Salinger, in a sense, shows great naivete and sensitivity in dealing with this subject...and if you know much about Salinger, he pretty much decided not to join in the fray, becoming pretty much a recluse for much of his life.
Sorry for not replying in time. Sort of Gilly, starting and thread and running away?
Well Holden is not an icon to me as others heroes I have seen and loved in literature, though his protest is strong and quite valid. One meets phoniness everywhere. I think that is inmensely connected to the necessitiy people feel of feeding their egos and climbing in society: a "good" personality, a "good advice", a "good gesture".

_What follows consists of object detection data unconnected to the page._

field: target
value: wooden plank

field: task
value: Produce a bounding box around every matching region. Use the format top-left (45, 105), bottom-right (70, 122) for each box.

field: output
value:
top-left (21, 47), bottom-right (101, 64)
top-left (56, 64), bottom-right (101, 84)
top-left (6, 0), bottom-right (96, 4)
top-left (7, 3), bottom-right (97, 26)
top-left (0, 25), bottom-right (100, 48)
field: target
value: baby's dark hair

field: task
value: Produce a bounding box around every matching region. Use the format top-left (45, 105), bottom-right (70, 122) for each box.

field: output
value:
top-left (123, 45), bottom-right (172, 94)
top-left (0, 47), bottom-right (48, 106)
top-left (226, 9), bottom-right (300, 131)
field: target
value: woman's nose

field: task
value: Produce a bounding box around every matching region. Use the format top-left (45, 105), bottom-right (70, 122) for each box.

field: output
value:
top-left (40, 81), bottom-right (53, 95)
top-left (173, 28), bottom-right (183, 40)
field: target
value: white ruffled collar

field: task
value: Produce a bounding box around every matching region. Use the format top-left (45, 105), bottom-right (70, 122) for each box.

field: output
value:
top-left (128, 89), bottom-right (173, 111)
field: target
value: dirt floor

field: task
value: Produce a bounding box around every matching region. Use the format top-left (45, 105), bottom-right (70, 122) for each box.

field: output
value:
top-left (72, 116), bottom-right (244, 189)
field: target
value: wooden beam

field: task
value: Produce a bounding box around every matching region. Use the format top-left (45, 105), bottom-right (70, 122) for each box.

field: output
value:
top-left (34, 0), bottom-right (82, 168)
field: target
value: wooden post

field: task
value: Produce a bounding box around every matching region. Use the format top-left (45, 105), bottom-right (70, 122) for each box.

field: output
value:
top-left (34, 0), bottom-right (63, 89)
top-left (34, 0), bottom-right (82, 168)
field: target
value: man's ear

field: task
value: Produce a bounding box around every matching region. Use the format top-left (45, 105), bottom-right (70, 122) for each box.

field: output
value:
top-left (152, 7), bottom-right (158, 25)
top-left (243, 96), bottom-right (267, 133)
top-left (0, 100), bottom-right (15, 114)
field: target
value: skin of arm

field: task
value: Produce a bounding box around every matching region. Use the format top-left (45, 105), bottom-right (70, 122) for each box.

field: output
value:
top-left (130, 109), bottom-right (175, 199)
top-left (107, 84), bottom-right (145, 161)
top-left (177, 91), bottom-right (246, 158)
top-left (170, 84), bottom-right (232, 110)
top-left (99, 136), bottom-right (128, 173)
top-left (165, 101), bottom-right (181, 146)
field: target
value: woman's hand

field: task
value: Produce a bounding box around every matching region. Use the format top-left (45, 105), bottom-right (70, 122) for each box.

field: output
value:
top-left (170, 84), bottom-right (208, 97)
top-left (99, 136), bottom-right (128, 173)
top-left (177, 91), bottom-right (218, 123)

The other day I was in a posh house talking to one of my clients, and this lady who is a poorer friend of them -but with the nose always high in front of even poorer people- got into the living room where I was talking to this gentleman. The gentleman`s mother, a senile old lady was dozzing off on her wheelchair in the same room. The younger lady said hello to everybody with those smiles I know well, and without wasting time walked straight to the old lady and gave her a smacking kiss that everybody around could hear well. Given that my society and many others molded in the Western cast has deep despise for old people and oldness, then, what does it mean? this lady suddenly started lovng old people? or she has a deep respect for them, I do not know the answer, but I would like to see her in a different situation with another old person. I left the house and almost

then I remembered Holden.
As for Salinger, he is a true hero. A prophet of a faith he took by heart. Dealing with the dark things of his own life and seeing many things outside as loathsome, he would have never gone lower in getting the phoniness of others.
The subject of phoniness is very delicate as it would disclose things in all of us. Have you noticed Portiea that within the few answers to the question above, almost nobody wants to talk about the degrees of phoniness in their lives and surroundings?